I follow a few rules of thumb for determining which tests to write and how much effort to spend maintaining them – practical guides for determining if you’re writing too many tests, not enough, or the wrong kind.
Rule of Thumb 1: A well-tuned test case should sometimes cause you to revise your code after a test run.
There’s no point in Alice asking her house-hunter to check something out if she wouldn’t change her mind based on the information. If you’re going to buy the same house and just paint the walls anyway, then you don’t need to check the decor ahead of time. Likewise, there’s no benefit from a test case if it provides information you only ignore. This is obvious for troubled projects where failing tests have been left unmaintained – if you ignore test failures anyway, then the test suite doesn’t benefit you. However, it’s also true for test cases that always pass! The goal of a test is not to pass or to fail, but to let you know when you need to revise your code.

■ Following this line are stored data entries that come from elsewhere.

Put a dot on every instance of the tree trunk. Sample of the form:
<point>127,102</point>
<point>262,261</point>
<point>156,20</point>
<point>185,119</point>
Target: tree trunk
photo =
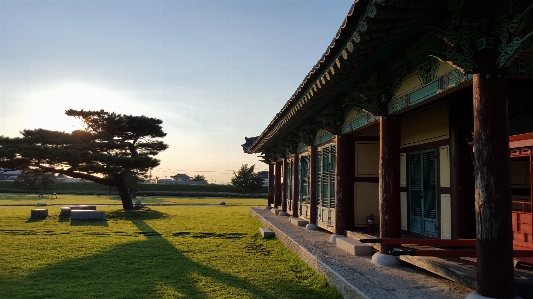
<point>125,196</point>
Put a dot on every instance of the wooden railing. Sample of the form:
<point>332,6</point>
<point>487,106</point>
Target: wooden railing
<point>522,217</point>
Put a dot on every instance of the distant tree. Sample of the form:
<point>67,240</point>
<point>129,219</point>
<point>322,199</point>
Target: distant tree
<point>246,179</point>
<point>113,150</point>
<point>198,177</point>
<point>30,179</point>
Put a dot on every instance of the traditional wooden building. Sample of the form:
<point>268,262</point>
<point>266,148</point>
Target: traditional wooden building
<point>407,116</point>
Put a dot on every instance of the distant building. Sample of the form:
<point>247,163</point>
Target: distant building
<point>181,177</point>
<point>8,175</point>
<point>65,179</point>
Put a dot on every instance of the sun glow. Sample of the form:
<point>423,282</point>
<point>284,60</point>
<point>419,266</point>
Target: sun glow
<point>46,108</point>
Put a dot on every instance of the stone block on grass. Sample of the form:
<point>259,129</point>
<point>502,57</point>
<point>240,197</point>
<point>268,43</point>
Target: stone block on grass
<point>39,213</point>
<point>87,215</point>
<point>65,212</point>
<point>266,233</point>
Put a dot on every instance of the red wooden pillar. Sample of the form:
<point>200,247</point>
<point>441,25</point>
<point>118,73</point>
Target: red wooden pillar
<point>295,185</point>
<point>462,166</point>
<point>531,178</point>
<point>313,200</point>
<point>494,236</point>
<point>278,194</point>
<point>344,185</point>
<point>285,186</point>
<point>389,178</point>
<point>271,184</point>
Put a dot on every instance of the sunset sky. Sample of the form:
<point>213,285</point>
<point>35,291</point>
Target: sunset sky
<point>213,71</point>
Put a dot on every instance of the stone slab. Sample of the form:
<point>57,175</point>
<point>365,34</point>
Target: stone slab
<point>354,247</point>
<point>275,211</point>
<point>298,221</point>
<point>266,233</point>
<point>39,213</point>
<point>87,215</point>
<point>65,211</point>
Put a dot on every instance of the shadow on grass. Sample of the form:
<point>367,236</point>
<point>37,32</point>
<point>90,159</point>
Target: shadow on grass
<point>142,214</point>
<point>150,268</point>
<point>32,220</point>
<point>101,223</point>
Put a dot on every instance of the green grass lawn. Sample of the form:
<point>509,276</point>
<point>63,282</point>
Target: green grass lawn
<point>187,251</point>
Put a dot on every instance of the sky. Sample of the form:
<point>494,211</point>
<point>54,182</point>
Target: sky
<point>213,71</point>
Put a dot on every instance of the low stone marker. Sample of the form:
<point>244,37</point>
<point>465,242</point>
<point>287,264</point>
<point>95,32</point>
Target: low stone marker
<point>298,221</point>
<point>87,215</point>
<point>353,246</point>
<point>39,213</point>
<point>65,211</point>
<point>266,233</point>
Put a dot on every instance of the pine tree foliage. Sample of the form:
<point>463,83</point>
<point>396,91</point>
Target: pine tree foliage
<point>246,179</point>
<point>113,149</point>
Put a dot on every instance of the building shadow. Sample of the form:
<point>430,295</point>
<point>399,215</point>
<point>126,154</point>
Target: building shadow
<point>126,270</point>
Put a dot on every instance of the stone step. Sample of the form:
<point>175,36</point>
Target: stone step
<point>353,246</point>
<point>266,233</point>
<point>275,211</point>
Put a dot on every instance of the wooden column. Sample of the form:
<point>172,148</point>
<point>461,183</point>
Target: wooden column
<point>271,184</point>
<point>462,166</point>
<point>344,185</point>
<point>389,177</point>
<point>295,185</point>
<point>284,184</point>
<point>494,236</point>
<point>313,201</point>
<point>279,193</point>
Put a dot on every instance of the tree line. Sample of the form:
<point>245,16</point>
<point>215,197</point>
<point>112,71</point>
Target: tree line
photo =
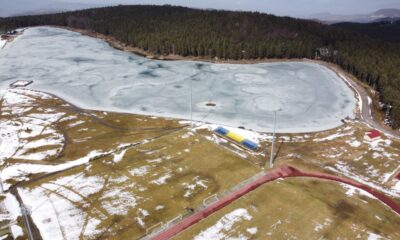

I don’t measure the value of a test by how much functionality it covers or how much code coverage it provides – I measure it by how often running the test has made me go back and fix a bug that the test revealed. If the answer is “never”, it’s worth asking whether the time spent writing and maintaining that test could’ve been better used elsewhere.
Rule of Thumb 2: Your test cases should roughly reflect problems you have had in the past – or reasonably expect to have in the near future.
Alice doesn’t need to check for velociraptors at her house, and you don’t need to write tests that check for them either. A test suite should focus on the bugs that are most likely to actually occur – and the likelihood of a particulr bug depends on both the project and the developer doing the work.
If you notice a mistake that you personally often make, then it’s a good idea to write a test for it… and on the flip side, you don’t need to write tests for code that has high quality, or features that rarely have bugs. The most common bad example is a test that covers the #initialize method in Ruby and checks whether variables have been set. It’s unlikely that you’ll ever write a real bug that gets caught by such a test.
Rule of Thumb 3: Test code should be cheaper to maintain than the code it tests.
Alice doesn’t benefit from having someone else do the house-hunting unless that’s actually easier than doing it herself. If an automated test finds a bug for you that would have taken half an hour to smoke out in manual testing, that’s great – but you still haven’t actually saved any time unless you spent less than half an hour writing and maintaining the test up until that point. Unit tests rarely have that problem, but functional or integration tests that have extensive and fragile set-ups sometimes do, especially tests that try to verify the user interface in detail.
Consider using code review, manual testing, or static analysis tools to handles problems that are difficult or expensive to catch with automated tests. Not every problem can be solved by writing more software code, and that includes the problem “my software code has bugs”!
The above are what I consider my three rules of thumb when designing an automated test suite. If the tests are easy to maintain and help me catch issues in my code, I’m happy; otherwise, I try to improve the suite, striking a balance between maintenance cost and the likelihood I would write a bug the included tests could catch. If it looks like I can’t make progress on one front without sacrificing the other, that’s a sign that automated tests have already done what they can for the project and it’s time to switch strategies.
An automated test suite is a tool, and like any tool, needs to be used with an understanding of its strengths and weaknesses, costs and benefits.